Context
As the use of scenario-based tasks expanded, the portfolio grew rapidly in size and complexity across multiple administrations. At the same time, requirements, blueprints, and program priorities continued to evolve.
Planning and delivery were happening in parallel, creating challenges in coordination, alignment, and execution across teams.
Role & Scope
I stepped into a portfolio-level role, supporting delivery of 60+ scenario-based tasks and configurable math component applications across multiple administrations.

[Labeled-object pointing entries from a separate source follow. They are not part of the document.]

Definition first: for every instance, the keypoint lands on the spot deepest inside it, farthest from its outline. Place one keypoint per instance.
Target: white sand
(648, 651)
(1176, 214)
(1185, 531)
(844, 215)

Responsibilities included:
- acting as primary point of contact for SBT production
- recruiting, onboarding, and supporting a growing team
- managing intake, negotiation, and alignment of evolving requirements
- coordinating across federal clients and cross-contract stakeholders
- supporting delivery across engineering vendors, content teams, QA, and data teams
Approach
Rather than introducing rigid structure, I focused on stabilizing delivery while scaling both the portfolio and the team:
- Managed shifting requirements and program changes while maintaining forward progress
- Supported team growth by aligning roles, responsibilities, and workflows in an evolving environment
- Clarified scope and expectations across teams to reduce ambiguity during development
- Coordinated distributed teams across contracts, ensuring alignment despite differing constraints
- Maintained integrity of implementations, including interoperability, API alignment, and telemetry outputs
- Supported the team through rapid growth, helping scale capacity while maintaining delivery continuity
This work required balancing flexibility and control, enabling teams to adapt while still delivering consistent, production-ready outputs.
Results
- Delivered 75+ interactive applications at national scale across multiple administrations
- Scaled the production team from ~3 to 7.5 FTE, increasing capacity during a period of rapid growth
- Enabled teams to operate effectively under continuously evolving requirements
- Improved alignment across stakeholders, reducing delivery friction and rework
- Maintained consistency in system integration, scoring logic, and telemetry data across implementations
- Stabilized a complex, multi-team delivery environment during a period of rapid growth
Key Takeaway
Effective delivery at scale is not always about imposing structure and vision, it is also growing a functional team and creating enough alignment and clarity for cross-functional teams to move forward, even when the system itself is still evolving.